Final Report Summary - DNAMETRY (DNA based nanometry: Exploring chromatin structure and molecular motors)

Recent results of the ERC starting grant funded project include (i) the development of new single-molecule detection methods based on the combination of magnetic force spectroscopy and optical methods together with on purpose-tailored DNA nanostructures and (ii) application of these methods to unravel the mechanisms of enzymes involved in DNA metabolism. The project is centered at the interface between nanotechnology and molecular biology: Nanotechnological tools shall be used to understand design principles of biomolecules, biological nanostructures and biological motors, which in turn shall be used to develop smarter nanotools and functional elements.

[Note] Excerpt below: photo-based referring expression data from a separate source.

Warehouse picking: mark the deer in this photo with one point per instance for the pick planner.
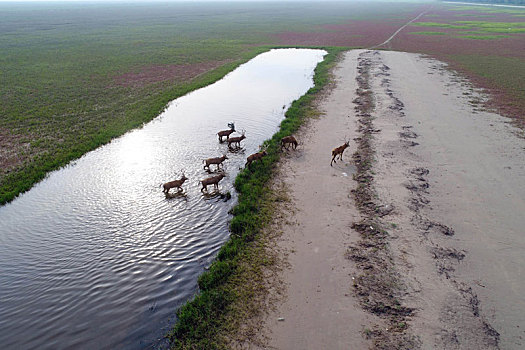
(288, 140)
(339, 152)
(226, 133)
(217, 161)
(256, 156)
(174, 184)
(214, 180)
(236, 140)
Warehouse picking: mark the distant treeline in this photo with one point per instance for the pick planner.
(497, 2)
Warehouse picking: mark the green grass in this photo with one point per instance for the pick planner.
(206, 321)
(58, 93)
(487, 9)
(504, 72)
(482, 37)
(428, 33)
(436, 25)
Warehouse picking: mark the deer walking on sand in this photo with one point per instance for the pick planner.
(339, 152)
(288, 141)
(217, 161)
(236, 140)
(214, 180)
(256, 156)
(174, 184)
(226, 133)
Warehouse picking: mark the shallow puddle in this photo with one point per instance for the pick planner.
(96, 256)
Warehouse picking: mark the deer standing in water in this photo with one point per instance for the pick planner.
(174, 184)
(214, 180)
(236, 140)
(256, 156)
(217, 161)
(287, 141)
(339, 152)
(226, 133)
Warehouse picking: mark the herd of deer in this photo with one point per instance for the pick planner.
(286, 142)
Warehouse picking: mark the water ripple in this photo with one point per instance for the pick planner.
(96, 257)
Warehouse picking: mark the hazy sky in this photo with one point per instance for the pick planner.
(184, 0)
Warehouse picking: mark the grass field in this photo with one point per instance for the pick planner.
(484, 43)
(75, 75)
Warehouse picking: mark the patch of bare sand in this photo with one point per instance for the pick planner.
(319, 310)
(456, 178)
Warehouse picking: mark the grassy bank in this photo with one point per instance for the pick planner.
(78, 137)
(234, 282)
(74, 76)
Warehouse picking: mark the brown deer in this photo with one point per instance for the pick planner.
(255, 156)
(177, 184)
(287, 141)
(236, 140)
(339, 152)
(226, 133)
(217, 161)
(214, 180)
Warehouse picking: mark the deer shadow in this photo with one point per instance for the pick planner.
(236, 150)
(219, 170)
(178, 194)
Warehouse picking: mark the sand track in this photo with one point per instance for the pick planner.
(453, 179)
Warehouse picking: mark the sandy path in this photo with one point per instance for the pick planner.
(455, 177)
(319, 311)
(475, 186)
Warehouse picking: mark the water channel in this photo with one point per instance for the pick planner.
(96, 257)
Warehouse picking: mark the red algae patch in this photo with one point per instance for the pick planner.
(359, 33)
(159, 73)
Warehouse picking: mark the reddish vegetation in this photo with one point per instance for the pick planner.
(357, 33)
(11, 146)
(354, 34)
(446, 47)
(154, 74)
(367, 33)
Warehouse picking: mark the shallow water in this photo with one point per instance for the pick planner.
(95, 256)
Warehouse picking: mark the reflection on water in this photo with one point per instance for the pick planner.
(96, 256)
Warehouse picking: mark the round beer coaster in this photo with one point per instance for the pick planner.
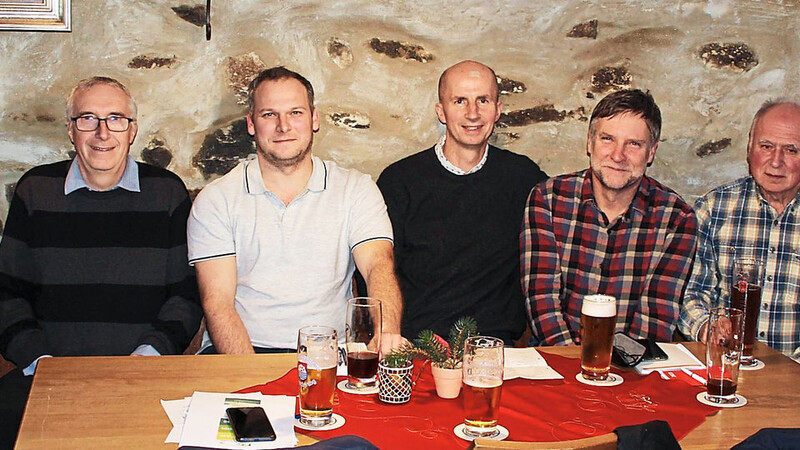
(738, 402)
(757, 366)
(612, 380)
(502, 433)
(336, 422)
(363, 391)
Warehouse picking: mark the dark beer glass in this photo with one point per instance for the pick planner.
(598, 320)
(746, 295)
(363, 340)
(723, 350)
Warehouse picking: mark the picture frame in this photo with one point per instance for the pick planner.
(35, 15)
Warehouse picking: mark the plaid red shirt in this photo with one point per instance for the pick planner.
(569, 249)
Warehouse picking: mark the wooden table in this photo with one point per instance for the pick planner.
(113, 402)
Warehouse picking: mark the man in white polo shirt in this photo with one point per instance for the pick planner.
(275, 242)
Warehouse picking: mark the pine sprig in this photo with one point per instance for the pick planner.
(463, 329)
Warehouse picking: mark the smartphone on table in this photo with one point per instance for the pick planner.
(250, 424)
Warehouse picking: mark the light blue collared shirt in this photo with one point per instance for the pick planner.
(129, 180)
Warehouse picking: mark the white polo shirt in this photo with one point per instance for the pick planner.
(294, 263)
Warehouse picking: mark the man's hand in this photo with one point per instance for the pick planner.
(391, 341)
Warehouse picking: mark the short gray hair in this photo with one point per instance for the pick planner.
(94, 81)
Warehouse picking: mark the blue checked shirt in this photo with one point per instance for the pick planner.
(736, 221)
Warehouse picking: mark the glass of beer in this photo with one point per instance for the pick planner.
(723, 350)
(598, 320)
(746, 295)
(363, 340)
(317, 356)
(483, 382)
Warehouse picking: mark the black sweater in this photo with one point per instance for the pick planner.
(96, 273)
(457, 241)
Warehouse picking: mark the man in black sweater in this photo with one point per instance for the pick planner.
(456, 210)
(93, 258)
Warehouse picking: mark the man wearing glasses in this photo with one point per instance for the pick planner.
(93, 258)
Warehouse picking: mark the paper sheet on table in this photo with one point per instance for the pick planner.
(176, 411)
(206, 424)
(677, 357)
(527, 363)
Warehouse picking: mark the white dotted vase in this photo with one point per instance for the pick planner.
(394, 384)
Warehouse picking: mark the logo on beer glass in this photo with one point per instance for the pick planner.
(598, 320)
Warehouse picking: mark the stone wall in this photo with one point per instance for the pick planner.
(374, 65)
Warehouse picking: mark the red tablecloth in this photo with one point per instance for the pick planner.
(541, 410)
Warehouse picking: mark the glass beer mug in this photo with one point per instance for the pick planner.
(317, 357)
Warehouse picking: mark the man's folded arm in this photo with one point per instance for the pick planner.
(541, 273)
(659, 305)
(702, 289)
(375, 261)
(217, 281)
(180, 315)
(22, 339)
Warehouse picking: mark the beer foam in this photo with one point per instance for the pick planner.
(599, 306)
(483, 382)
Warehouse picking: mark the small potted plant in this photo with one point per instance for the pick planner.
(394, 378)
(445, 355)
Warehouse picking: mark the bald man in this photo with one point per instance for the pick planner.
(456, 210)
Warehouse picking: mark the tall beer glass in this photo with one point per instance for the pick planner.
(483, 383)
(746, 295)
(723, 349)
(363, 340)
(598, 320)
(317, 355)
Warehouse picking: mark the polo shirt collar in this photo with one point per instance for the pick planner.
(129, 180)
(318, 181)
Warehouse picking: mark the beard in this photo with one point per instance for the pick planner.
(616, 186)
(284, 163)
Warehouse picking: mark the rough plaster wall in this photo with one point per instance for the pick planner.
(374, 65)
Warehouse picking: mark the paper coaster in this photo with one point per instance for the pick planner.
(363, 391)
(502, 433)
(336, 422)
(737, 403)
(612, 380)
(757, 366)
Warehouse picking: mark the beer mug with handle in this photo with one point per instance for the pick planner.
(363, 340)
(483, 383)
(317, 357)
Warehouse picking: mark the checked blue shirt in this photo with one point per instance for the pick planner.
(736, 221)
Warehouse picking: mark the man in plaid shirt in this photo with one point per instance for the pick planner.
(608, 230)
(757, 217)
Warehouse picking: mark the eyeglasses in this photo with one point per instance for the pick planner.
(90, 122)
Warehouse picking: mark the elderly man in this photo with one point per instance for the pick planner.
(276, 241)
(455, 209)
(757, 217)
(93, 257)
(610, 230)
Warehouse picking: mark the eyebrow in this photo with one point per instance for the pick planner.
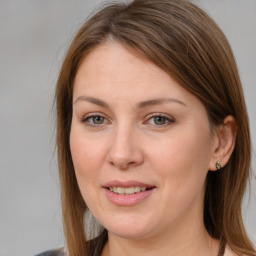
(142, 104)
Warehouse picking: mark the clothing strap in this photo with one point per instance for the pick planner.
(222, 247)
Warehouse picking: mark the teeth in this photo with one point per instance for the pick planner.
(127, 191)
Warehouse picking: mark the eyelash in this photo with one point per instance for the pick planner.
(167, 120)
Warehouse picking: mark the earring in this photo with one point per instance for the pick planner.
(218, 165)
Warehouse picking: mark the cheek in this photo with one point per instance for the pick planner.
(183, 164)
(87, 156)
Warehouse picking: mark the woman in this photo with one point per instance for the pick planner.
(152, 134)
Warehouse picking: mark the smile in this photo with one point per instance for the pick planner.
(127, 191)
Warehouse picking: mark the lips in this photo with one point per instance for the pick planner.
(127, 193)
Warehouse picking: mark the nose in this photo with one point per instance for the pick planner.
(126, 149)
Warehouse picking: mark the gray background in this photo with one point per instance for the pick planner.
(33, 37)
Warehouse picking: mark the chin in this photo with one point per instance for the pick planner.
(130, 228)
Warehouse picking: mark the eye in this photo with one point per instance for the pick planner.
(95, 120)
(160, 119)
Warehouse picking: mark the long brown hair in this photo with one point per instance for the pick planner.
(185, 42)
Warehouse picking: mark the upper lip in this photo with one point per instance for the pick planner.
(127, 184)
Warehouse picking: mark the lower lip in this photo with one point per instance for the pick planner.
(128, 200)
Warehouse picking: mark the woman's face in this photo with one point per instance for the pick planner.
(141, 144)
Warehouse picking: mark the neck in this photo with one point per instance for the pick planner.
(192, 241)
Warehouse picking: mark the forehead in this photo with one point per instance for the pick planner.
(114, 73)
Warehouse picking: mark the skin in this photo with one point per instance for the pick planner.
(124, 142)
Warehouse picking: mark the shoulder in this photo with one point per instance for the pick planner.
(58, 252)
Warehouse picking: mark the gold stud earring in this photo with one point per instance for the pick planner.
(218, 165)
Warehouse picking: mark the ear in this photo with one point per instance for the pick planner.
(224, 142)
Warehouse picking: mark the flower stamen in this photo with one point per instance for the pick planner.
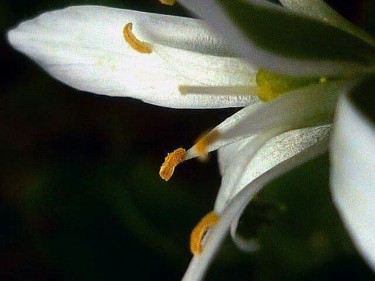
(170, 162)
(168, 2)
(199, 230)
(134, 42)
(201, 146)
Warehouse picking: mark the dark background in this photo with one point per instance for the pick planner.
(81, 199)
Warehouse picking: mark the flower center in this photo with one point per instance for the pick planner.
(134, 42)
(199, 230)
(271, 84)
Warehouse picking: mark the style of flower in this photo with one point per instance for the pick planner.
(286, 65)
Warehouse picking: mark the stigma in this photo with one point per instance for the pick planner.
(134, 42)
(170, 162)
(196, 237)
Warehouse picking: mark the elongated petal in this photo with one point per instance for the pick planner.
(274, 38)
(320, 10)
(306, 107)
(84, 47)
(261, 154)
(199, 264)
(353, 175)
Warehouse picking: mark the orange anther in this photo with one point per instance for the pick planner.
(136, 44)
(170, 162)
(199, 230)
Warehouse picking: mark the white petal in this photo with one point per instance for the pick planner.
(263, 153)
(353, 176)
(199, 264)
(214, 14)
(305, 107)
(84, 47)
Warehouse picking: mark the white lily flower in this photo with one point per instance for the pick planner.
(179, 62)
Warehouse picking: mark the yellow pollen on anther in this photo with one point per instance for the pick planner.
(170, 162)
(136, 44)
(201, 146)
(199, 230)
(168, 2)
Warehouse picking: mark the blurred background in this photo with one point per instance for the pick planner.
(81, 199)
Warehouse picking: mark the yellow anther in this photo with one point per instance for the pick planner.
(136, 44)
(201, 146)
(199, 230)
(170, 162)
(168, 2)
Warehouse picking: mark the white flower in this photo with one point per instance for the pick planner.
(179, 62)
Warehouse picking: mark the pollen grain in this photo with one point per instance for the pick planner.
(134, 42)
(170, 162)
(199, 230)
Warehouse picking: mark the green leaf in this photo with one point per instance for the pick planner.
(291, 35)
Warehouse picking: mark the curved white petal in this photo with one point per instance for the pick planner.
(84, 47)
(353, 176)
(261, 154)
(215, 15)
(199, 264)
(306, 107)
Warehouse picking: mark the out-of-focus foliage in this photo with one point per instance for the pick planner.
(80, 196)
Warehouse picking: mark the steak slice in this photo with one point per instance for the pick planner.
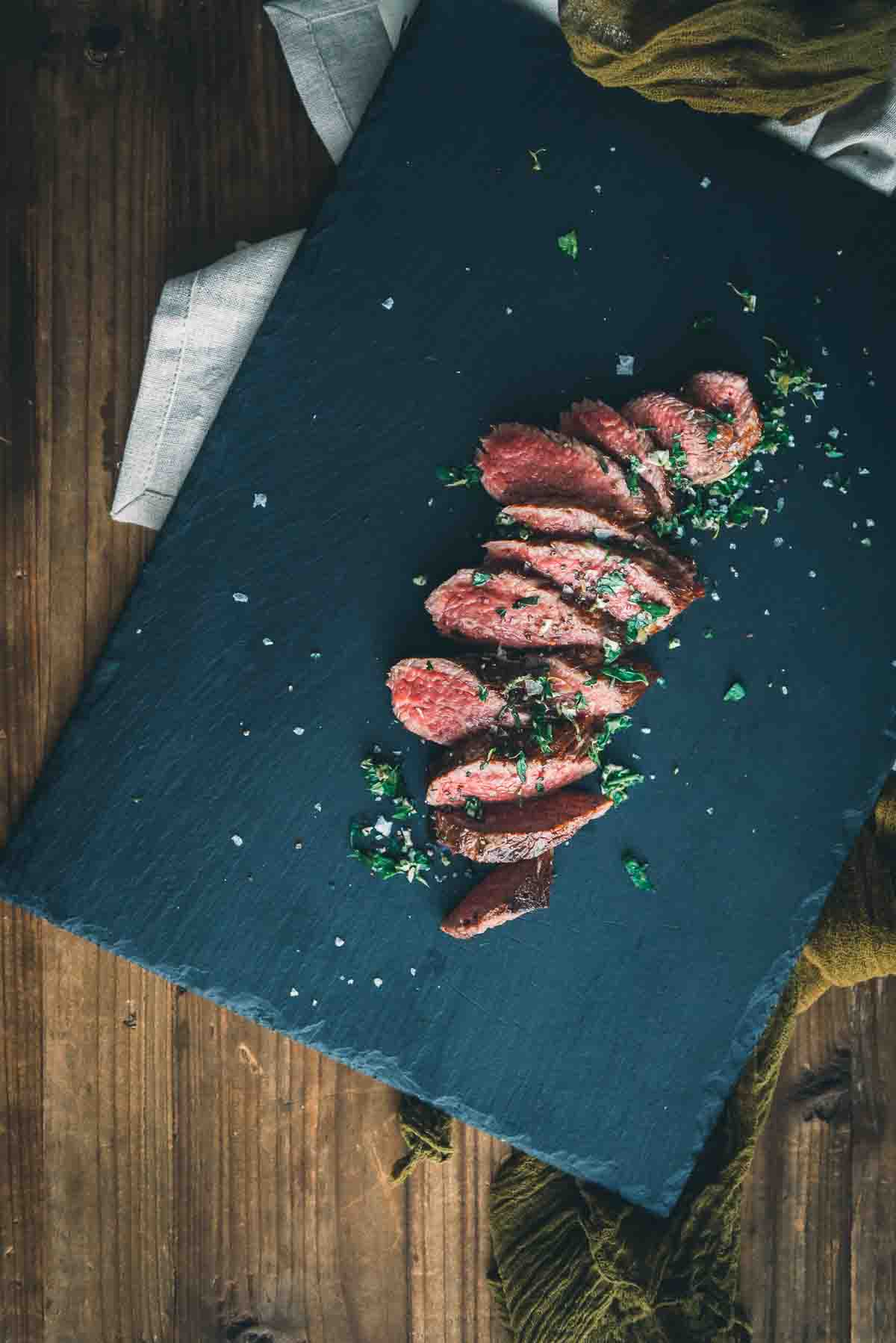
(575, 674)
(514, 611)
(595, 422)
(514, 831)
(709, 445)
(503, 771)
(442, 698)
(721, 391)
(564, 518)
(626, 583)
(520, 464)
(447, 704)
(514, 890)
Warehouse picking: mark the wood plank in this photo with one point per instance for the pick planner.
(797, 1201)
(287, 1221)
(449, 1244)
(108, 1147)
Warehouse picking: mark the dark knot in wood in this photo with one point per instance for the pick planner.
(102, 42)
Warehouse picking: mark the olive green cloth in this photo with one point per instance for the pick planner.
(576, 1264)
(788, 60)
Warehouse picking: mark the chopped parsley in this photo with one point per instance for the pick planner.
(637, 872)
(788, 376)
(396, 857)
(747, 299)
(615, 782)
(383, 779)
(568, 244)
(612, 725)
(653, 609)
(610, 583)
(458, 476)
(626, 674)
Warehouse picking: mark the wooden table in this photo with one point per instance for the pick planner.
(169, 1171)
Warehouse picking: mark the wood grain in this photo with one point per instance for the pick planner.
(168, 1171)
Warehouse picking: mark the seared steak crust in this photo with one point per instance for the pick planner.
(511, 890)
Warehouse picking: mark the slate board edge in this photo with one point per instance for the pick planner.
(753, 1023)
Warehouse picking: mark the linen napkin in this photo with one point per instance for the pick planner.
(337, 53)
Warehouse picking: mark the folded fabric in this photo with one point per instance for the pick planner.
(788, 60)
(337, 52)
(575, 1264)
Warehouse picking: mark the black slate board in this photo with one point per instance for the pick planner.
(606, 1033)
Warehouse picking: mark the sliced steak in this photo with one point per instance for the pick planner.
(563, 518)
(447, 704)
(442, 698)
(595, 422)
(520, 464)
(514, 831)
(514, 611)
(729, 392)
(709, 444)
(626, 583)
(512, 890)
(505, 770)
(602, 692)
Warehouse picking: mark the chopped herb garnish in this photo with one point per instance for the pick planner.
(454, 476)
(653, 609)
(635, 626)
(568, 244)
(790, 378)
(637, 872)
(610, 583)
(396, 858)
(626, 674)
(383, 779)
(615, 782)
(746, 297)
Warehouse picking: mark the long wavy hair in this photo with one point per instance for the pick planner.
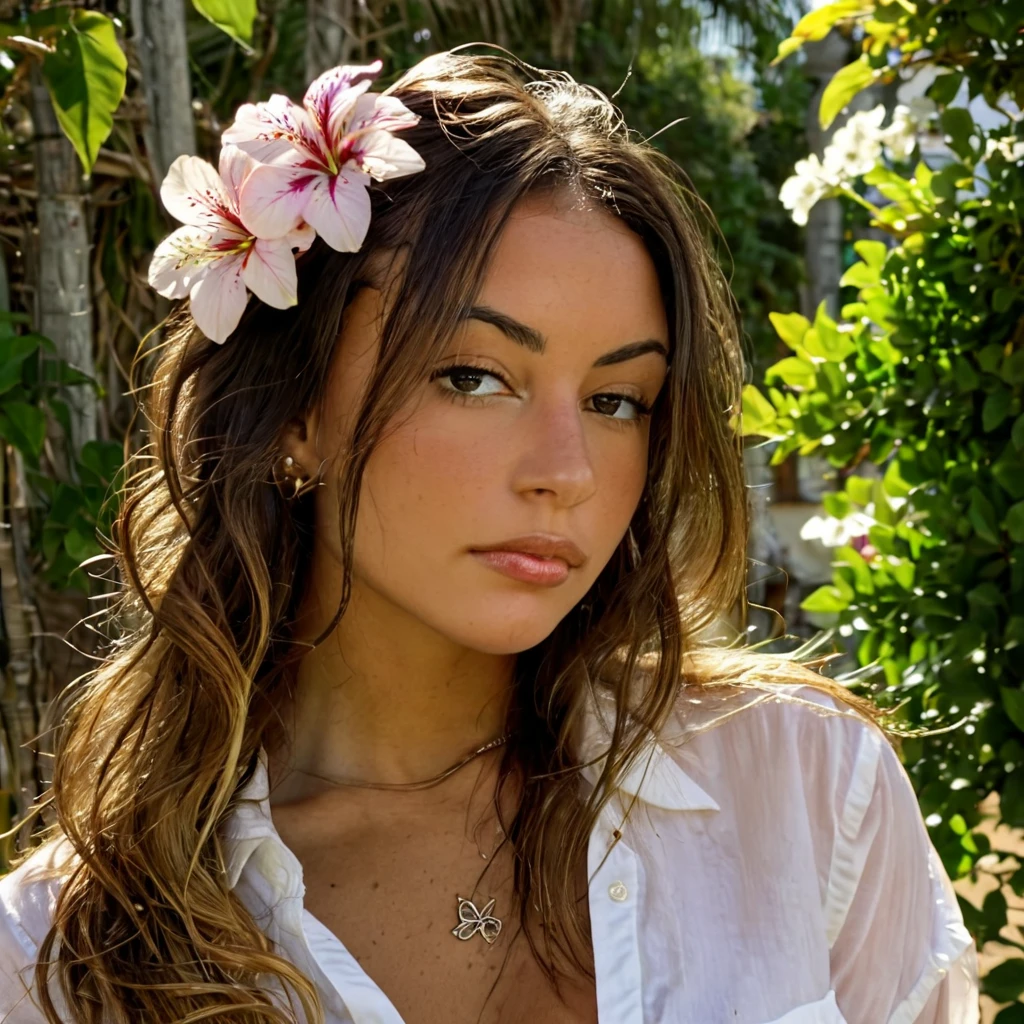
(153, 744)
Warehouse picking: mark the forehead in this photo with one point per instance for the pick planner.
(574, 271)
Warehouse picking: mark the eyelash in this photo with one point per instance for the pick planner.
(461, 397)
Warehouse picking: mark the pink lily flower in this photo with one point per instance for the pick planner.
(216, 259)
(316, 161)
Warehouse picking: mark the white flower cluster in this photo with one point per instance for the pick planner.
(853, 151)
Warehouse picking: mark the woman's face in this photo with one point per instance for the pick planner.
(545, 432)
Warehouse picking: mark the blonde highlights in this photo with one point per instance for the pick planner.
(153, 747)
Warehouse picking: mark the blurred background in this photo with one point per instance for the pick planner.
(860, 162)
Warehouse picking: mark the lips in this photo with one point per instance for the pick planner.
(541, 546)
(539, 558)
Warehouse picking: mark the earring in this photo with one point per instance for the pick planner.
(300, 484)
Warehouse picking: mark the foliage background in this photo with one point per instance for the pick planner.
(921, 375)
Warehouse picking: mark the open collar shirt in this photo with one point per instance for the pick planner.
(773, 868)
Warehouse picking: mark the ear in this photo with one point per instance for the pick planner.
(298, 438)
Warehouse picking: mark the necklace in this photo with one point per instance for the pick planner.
(472, 920)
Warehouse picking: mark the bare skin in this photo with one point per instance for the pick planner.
(418, 671)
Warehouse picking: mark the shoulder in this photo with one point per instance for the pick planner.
(794, 753)
(28, 897)
(28, 894)
(795, 725)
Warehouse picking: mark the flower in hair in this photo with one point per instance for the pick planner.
(286, 174)
(316, 161)
(216, 256)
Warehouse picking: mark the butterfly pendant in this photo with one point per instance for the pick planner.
(473, 921)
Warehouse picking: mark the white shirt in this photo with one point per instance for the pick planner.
(774, 869)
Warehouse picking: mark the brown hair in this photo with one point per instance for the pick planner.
(152, 747)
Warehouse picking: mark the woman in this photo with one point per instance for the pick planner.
(413, 721)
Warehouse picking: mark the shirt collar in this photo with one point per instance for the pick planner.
(655, 777)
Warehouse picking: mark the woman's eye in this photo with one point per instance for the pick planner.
(465, 382)
(637, 409)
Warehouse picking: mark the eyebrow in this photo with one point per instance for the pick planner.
(532, 340)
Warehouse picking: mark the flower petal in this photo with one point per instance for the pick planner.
(302, 238)
(383, 156)
(268, 271)
(178, 260)
(273, 130)
(273, 199)
(383, 113)
(194, 194)
(339, 210)
(235, 166)
(218, 298)
(332, 97)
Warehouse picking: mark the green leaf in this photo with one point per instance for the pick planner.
(871, 252)
(982, 517)
(846, 83)
(1013, 701)
(758, 415)
(958, 125)
(232, 16)
(1015, 522)
(894, 483)
(826, 599)
(796, 373)
(1003, 298)
(24, 426)
(1014, 1014)
(945, 87)
(85, 76)
(791, 328)
(1005, 982)
(859, 275)
(995, 410)
(1012, 370)
(15, 351)
(1017, 434)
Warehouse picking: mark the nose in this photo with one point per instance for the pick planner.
(555, 458)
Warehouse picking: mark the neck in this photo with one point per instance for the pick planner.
(385, 698)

Regarding the development of new single-molecule technology the following achievements were made: 1) A new setup that combines single-molecule fluorescence imaging and simultaneous operation and detection of a magnetic tweezers has been brought to operation. 2) This setup allows to use a DNA nanogear to move fluorescent particles with nanometer precision in a given direction, which was applied to calibrate fluorescent illumination fields. 3) A simple method for direct torque measurements based on magnetic tweezers was established that allows now so-called torque spectroscopy. 4) Mechanical measurements on single three-dimensional nanostructures could be established. These revealed an extra-ordinary mechanical stability of such structures, which paves the way for their use as mechanical sensors such as in ultra-fast torque spectroscopy. 5) Three-dimensional DNA structures were used as sensors to study the behavior of large objects on lipid membranes.
These technical developments as well as the expertise of the research group in single molecule experiments were employed to understand the behavior of single cellular proteins: 1) RecQ helicases fulfill essential and very specialized functions in DNA damage repair. It could now be shown that such closely related enzymes can exhibit antagonistic activities. While AtRecQ2 was found to unwind DNA hairpins a second helicase AtRecQ3 was preferentially closing DNA hairpin structures. This behavior may be the basis for the specialized functions of these enzymes. 2) Type III restriction enzymes employ helicase motor domains in order to destroy viral DNA. By direct observation of fluorescently labeled enzymes on DNA it could be revealed that the motor domains do not drive a directed motion but rather act as a switch in order to trigger a fast long-range diffusion of these enzymes on DNA that is a prerequisite for the later DNA destruction. 3) The eviction forces of nucleosomes (protein complexes that compact DNA in the cell nucleus) from DNA were studied and differences between different nucleosome variants were found. 4) The mechanism by which CRISPR-Cas enzymes recognize their targets could be revealed. During this recognition the RNA of these complexes hybridizes with target DNAs in a zipper-like fashion. Understanding the nature of the zipper mechanism will help to improve the targeting of these enzyme systems in genome engineering applications.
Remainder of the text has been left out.